My next indicator, later that year, at 25 years old I started experiencing problems keeping up with my partner intimacy-wise. That was very odd to me. Once you get past the whole ego thing of this is embarrassing, it's concerning. 25-year-old males should not be experiencing those problems, coupled with the workout regression.

Shortly after that, I just got to where I couldn't lift weights. I couldn't cycle. I couldn't do cardio. I just started gaining more and more weight and I developed a cough. For a long time, I didn't know what that cough was. What it was was fluid building up. Eventually in January of 2020, I started passing out. At first, I would be walking and I would feel like a tickle, like you've got a cold or something. I would cough. Eventually, that cough turned into three or four coughs. Then, I'd black out. I could be standing up, walking around, black out. It was fluid building up in my neck and everywhere. I was gaining more and more weight.

For a little bit, I hit a threshold where I didn't gain.
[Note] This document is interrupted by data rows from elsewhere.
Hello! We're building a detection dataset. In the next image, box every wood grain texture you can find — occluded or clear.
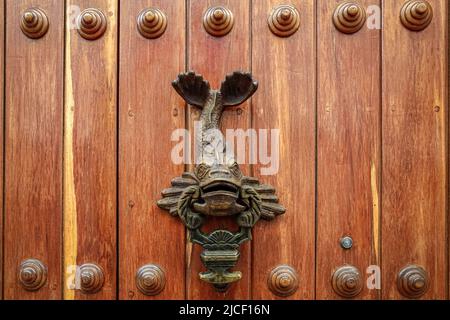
[4,0,64,299]
[119,0,185,299]
[0,0,5,300]
[252,0,316,299]
[186,0,251,299]
[64,0,118,299]
[316,0,381,299]
[382,0,448,299]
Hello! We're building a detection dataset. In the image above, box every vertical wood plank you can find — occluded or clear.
[382,0,448,299]
[119,0,185,299]
[252,0,316,299]
[4,0,64,299]
[316,0,381,299]
[64,0,118,299]
[0,0,5,300]
[187,0,251,299]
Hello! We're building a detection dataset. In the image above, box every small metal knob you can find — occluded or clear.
[400,0,433,31]
[267,265,298,297]
[19,259,47,291]
[137,8,167,39]
[333,1,367,34]
[331,265,363,298]
[397,265,430,299]
[136,264,166,296]
[77,8,108,40]
[203,7,234,37]
[268,5,300,37]
[340,236,353,250]
[20,8,49,39]
[80,263,105,294]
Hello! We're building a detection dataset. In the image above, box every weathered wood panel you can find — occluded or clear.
[119,0,185,299]
[64,0,118,299]
[4,0,64,299]
[316,1,380,299]
[0,1,5,300]
[186,0,251,299]
[252,0,316,299]
[381,0,448,299]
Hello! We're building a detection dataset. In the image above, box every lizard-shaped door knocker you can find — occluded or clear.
[158,72,285,291]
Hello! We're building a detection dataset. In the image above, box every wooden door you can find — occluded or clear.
[0,0,450,300]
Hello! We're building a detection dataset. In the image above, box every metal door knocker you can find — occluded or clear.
[158,72,285,291]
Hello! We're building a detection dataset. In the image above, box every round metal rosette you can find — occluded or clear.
[267,265,299,297]
[333,1,367,34]
[397,265,430,299]
[203,6,234,37]
[77,8,108,40]
[331,265,363,299]
[20,8,49,39]
[136,264,166,296]
[267,5,300,37]
[137,8,167,39]
[400,0,433,31]
[19,259,47,291]
[80,263,105,294]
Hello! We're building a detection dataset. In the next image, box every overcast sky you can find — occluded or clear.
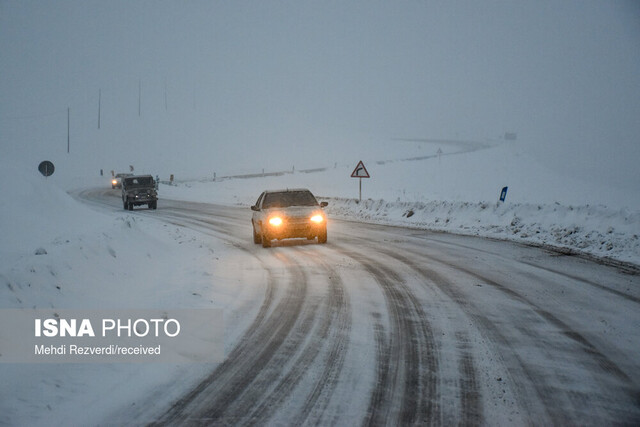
[0,0,640,185]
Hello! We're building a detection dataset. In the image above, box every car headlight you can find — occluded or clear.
[269,216,282,227]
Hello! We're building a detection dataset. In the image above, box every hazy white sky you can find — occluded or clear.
[0,0,640,185]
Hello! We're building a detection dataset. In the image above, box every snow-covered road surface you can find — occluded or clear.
[84,190,640,425]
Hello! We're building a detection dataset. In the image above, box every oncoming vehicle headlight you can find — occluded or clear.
[269,216,282,227]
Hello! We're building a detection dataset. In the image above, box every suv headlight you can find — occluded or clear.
[269,216,282,227]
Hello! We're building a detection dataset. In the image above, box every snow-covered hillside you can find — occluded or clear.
[0,159,262,425]
[161,141,640,265]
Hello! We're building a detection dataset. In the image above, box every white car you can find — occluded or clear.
[251,188,328,248]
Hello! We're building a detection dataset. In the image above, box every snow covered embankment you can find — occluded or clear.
[327,198,640,266]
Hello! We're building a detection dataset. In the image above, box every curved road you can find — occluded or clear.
[76,190,640,426]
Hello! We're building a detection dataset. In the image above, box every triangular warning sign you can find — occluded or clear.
[351,160,371,178]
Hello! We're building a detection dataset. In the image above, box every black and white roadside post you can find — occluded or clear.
[498,187,509,204]
[351,160,371,202]
[38,160,55,177]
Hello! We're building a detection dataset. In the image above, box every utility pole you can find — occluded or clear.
[138,79,142,117]
[98,89,102,129]
[164,79,168,111]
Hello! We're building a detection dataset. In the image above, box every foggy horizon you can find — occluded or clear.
[0,1,640,185]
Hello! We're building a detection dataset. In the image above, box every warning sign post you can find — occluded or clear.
[351,160,371,201]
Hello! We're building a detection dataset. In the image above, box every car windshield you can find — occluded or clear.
[125,176,154,188]
[262,191,318,209]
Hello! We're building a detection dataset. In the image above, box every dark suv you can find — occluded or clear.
[251,188,328,248]
[122,175,158,211]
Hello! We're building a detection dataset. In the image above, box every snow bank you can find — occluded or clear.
[156,141,640,265]
[0,159,263,425]
[327,198,640,265]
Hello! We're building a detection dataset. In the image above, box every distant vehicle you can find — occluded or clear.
[122,175,158,211]
[251,188,328,248]
[111,173,133,188]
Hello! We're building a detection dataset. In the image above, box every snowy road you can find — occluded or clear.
[79,190,640,425]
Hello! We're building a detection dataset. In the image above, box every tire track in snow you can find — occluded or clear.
[389,246,640,424]
[333,245,440,425]
[152,251,307,424]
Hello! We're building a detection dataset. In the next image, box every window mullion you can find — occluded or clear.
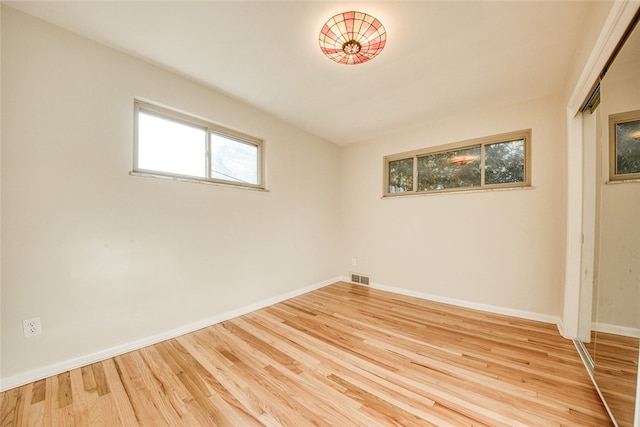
[413,155,418,193]
[480,144,485,187]
[204,129,211,179]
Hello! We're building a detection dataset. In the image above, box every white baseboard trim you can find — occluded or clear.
[591,322,640,338]
[0,277,341,392]
[342,276,562,332]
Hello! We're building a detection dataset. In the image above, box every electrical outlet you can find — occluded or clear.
[22,317,42,338]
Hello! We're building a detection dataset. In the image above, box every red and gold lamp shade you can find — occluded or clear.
[319,11,387,65]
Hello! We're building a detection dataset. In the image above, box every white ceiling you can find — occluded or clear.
[6,1,593,144]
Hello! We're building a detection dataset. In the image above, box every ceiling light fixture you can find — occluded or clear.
[319,11,387,65]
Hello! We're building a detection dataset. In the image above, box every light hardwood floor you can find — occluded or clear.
[585,331,640,427]
[0,283,611,427]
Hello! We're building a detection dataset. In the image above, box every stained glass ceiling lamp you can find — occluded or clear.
[319,11,387,65]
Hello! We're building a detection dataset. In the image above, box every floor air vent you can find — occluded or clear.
[351,273,369,285]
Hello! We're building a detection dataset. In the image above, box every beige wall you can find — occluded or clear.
[340,98,565,317]
[1,7,339,378]
[597,37,640,335]
[0,0,632,388]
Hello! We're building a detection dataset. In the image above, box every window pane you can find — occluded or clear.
[418,146,481,191]
[138,111,206,177]
[484,139,525,184]
[616,120,640,175]
[211,133,258,185]
[389,158,413,193]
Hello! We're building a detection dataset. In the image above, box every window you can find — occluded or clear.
[134,101,264,188]
[609,110,640,181]
[384,130,531,196]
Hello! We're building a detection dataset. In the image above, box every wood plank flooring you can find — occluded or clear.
[0,283,611,427]
[592,332,640,427]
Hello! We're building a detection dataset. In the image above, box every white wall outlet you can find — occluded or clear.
[22,317,42,338]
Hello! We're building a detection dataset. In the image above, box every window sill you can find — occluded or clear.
[129,171,269,193]
[381,185,535,199]
[605,178,640,185]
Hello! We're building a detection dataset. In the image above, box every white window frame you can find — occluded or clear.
[132,100,265,190]
[382,129,531,197]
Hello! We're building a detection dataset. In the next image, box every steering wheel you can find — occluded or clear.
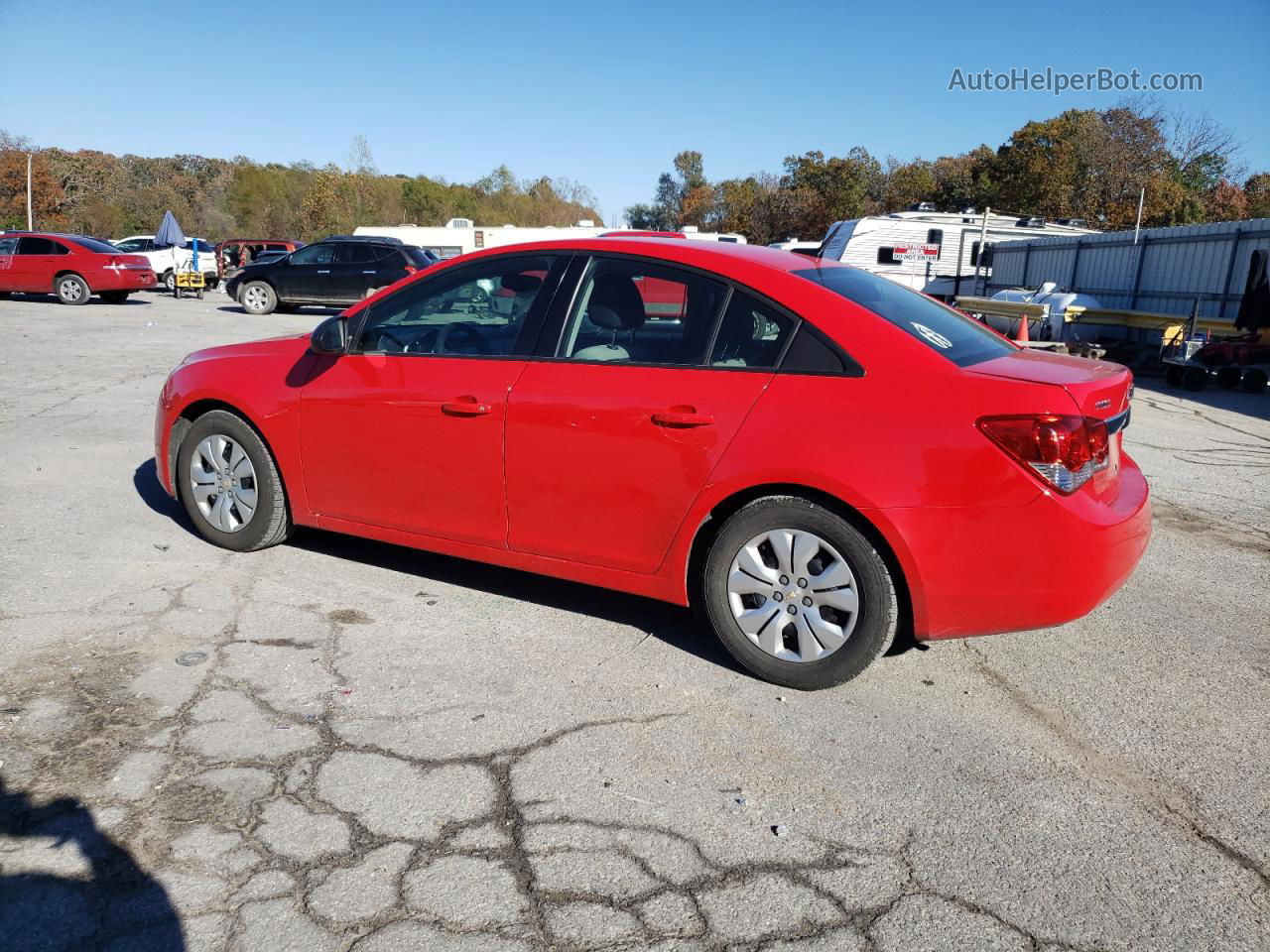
[432,323,494,357]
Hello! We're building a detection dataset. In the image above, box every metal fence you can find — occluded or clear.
[987,218,1270,321]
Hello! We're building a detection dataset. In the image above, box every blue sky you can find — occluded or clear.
[0,0,1270,219]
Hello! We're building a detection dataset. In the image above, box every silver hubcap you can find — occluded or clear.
[190,434,257,532]
[727,528,860,661]
[242,286,269,311]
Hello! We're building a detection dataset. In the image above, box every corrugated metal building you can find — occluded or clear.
[980,218,1270,322]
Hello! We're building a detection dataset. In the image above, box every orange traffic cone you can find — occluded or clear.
[1015,314,1031,344]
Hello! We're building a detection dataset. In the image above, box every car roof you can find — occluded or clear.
[449,235,849,273]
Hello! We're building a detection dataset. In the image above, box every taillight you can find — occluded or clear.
[979,414,1110,494]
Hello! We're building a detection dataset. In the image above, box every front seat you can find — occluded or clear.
[572,274,645,361]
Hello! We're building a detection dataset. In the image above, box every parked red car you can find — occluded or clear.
[155,237,1151,688]
[0,231,156,304]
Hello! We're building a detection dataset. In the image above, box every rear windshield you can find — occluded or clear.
[66,235,119,255]
[794,268,1015,367]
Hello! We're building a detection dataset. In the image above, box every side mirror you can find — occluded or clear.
[309,314,348,355]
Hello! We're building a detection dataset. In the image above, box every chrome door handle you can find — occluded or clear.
[653,410,713,429]
[441,396,490,416]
I just kept coughing and coughing. I gained something like 40 or 50 pounds in a month. It was just rapid water weight. My lips were purple. I worked at a school called South Plains College, a community college, during the pandemic. So everyone's freaking out, oh God, this guy's coming in here, coughing his head off. I was hiding in bathrooms coughing, because I knew I would pass out. I was like, no, they're going to send me to the hospital and think it's COVID. It's not COVID.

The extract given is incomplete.